Amara Benyounès retrouve la liberté

L’ancien ministre Amara Benyounès a quitté la prison, après avoir été condamnés en appel à une année de prison ferme ce mardi 3 novembre dans le procès de l’affaire Haddad.

Une peine qu’il a déjà purgée. Benyounes avait été incarcéré en juin 2019.

En première instance, il avait écopé en juillet dernier de trois ans de prison ferme pour des faits remontant à l’époque où il occupait un poste de ministre.

De nombreux autres ministres ont vu leur peine réduite à un an de prison dans le cadre du même procès en appel, mais devront rester en prison car poursuivis et condamnés dans d’autres affaires.

Benyounès fait partie des rares anciens responsables à n’être poursuivis que dans une seule affaire, celle d’Ali Haddad en l’occurrence. Il lui est reproché d’avoir octroyé d’indus avantages à l’homme d’affaires.

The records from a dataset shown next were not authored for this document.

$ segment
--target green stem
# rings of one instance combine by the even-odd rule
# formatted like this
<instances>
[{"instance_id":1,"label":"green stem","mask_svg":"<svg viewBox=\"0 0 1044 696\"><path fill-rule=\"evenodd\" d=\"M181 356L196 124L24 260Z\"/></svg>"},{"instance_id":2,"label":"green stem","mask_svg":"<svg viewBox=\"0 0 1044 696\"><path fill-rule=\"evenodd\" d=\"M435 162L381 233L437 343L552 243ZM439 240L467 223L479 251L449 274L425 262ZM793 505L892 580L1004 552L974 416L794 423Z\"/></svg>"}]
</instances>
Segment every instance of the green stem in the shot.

Amara Benyounès, 62 ans, a intégré en 1999, sous la bannière du RCD, le premier gouvernement d’Abdelaziz Bouteflika en tant ministre de la Santé puis des Travaux publics, jusqu’en 2001, lorsque le RCD retire ses ministres du gouvernement.

Il est de nouveau nommé ministre à plusieurs reprises à partir de 2012 (Environnement 2012-2013, Industrie, 2013-2014 et Commerce 2014-2015). Il a créé en 2004 l’Union pour la démocratie et la République (UDR), devenu le MPA en 2012, et restera un fidèle soutien du président Bouteflika jusqu’à la démission de ce dernier en avril 2019, sous la pression populaire. Il sera arrêté en juin 2019 dans le sillage des enquêtes anti-corruption qui ont débouché sur l’arrestation de dizaines d’anciens hauts responsables sous Bouteflika.

Plusieurs autres prévenus ont vu leurs peines réduites à l’issue de ce procès en appel de l’affaire Haddad, dont les deux anciens Premiers ministres Ahmed Ouyahia et Abdelmalek Sellal (réduction de 12 à 8 ans de prison). Cinq membres de la famille Haddad ont en outre été acquittés.